それって…そういう関係になるってことで。決して、いい関係ではないはずなのに。



「…どうだろうな」


「私はつらいです…」


「…つらい?」


「ユウリさんは優しいから、怖い人たちがいるここに入ってほしくないです……。寂しい思いをさせないって、それってやっぱり私のせいじゃないですか?」



ユウリがいるはずの方に顔を向ける。目が合っているかも分からない。ユウリがどんな顔をしているのかも分からない…。

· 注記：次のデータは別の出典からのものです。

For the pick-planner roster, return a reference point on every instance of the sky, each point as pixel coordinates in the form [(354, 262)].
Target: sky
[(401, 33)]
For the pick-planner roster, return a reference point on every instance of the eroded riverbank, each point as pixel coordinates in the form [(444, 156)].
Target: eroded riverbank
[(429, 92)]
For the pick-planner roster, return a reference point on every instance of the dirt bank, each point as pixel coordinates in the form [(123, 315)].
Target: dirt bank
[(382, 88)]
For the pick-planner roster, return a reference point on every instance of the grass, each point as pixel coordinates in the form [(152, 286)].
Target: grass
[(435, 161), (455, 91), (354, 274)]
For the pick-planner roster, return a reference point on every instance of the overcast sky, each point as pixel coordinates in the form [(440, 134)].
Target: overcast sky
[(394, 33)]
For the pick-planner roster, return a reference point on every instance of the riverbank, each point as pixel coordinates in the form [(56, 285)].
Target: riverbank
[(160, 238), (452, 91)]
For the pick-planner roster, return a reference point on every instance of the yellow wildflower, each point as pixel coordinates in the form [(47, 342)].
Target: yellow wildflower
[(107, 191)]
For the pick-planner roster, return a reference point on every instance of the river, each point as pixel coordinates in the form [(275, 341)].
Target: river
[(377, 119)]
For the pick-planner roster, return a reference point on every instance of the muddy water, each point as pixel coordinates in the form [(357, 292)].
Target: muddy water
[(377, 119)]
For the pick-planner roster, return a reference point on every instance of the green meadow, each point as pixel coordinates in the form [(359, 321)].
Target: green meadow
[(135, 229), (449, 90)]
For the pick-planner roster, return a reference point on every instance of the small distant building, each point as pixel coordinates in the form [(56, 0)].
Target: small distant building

けど、音からしてユウリがまた座ったのが分かった。多分、私の前に向かい合って座っているのだと思う。



「正直に言うと、」



……正直に言うと?



「まだ、好きか分からない。ただ何かしらの感情はある。この気持ちは俺が知ってる好きとかそういうのとは違うけど…、あんたの事が気になって仕方ない…」



好きか分からない…。



「あんたが泣いてるのは見たくない、俺がそばにいることであんたが安心して笑うなら、ずっとそばにいたいと思ってる」



泣いてるのは…。

安心して笑うなら…。



「そのポケットの中に入ってる写真も、あんたが笑うならできる限り元に戻してくる」



ケイシに破かれた写真も…。



「……だ、けど…ユウリさん…今から婚姻届取ってくるんですよね…、それを私に書かせるんですよね」


「シイナ」



名前を呼ばれて、心が熱くなる。



結婚なんかしたくない。


子供なんて産みたくない。



それでも私は買われた身。




「私…このままだとユウリさんのこと好きになってしまいます…。ユウリさんに抱きしめてほしいと思ってしまいます…」



ううん、なるじゃなくて、

きっともうなってる。

思ってしまってる。



「他の男性と結婚して子供が出来ても、私はユウリさんのことを好きになっていいんですか?それって…すごく…つらいです…」


「うん…」


「本当はもう、会いたくありませんでした…」


「…ごめんな」


「ユウリさんの姿が見えなくても、ユウリさんの前で、婚姻届なんて書きたくありません……」


「…」


「同情でそばにいるのはやめてください…」




ぽろぽろと涙が流れて。

謝罪をしてくるユウリは、「……せめてあんたの目が見えるようになるまではそばにいさせてくれ」と、呟いた。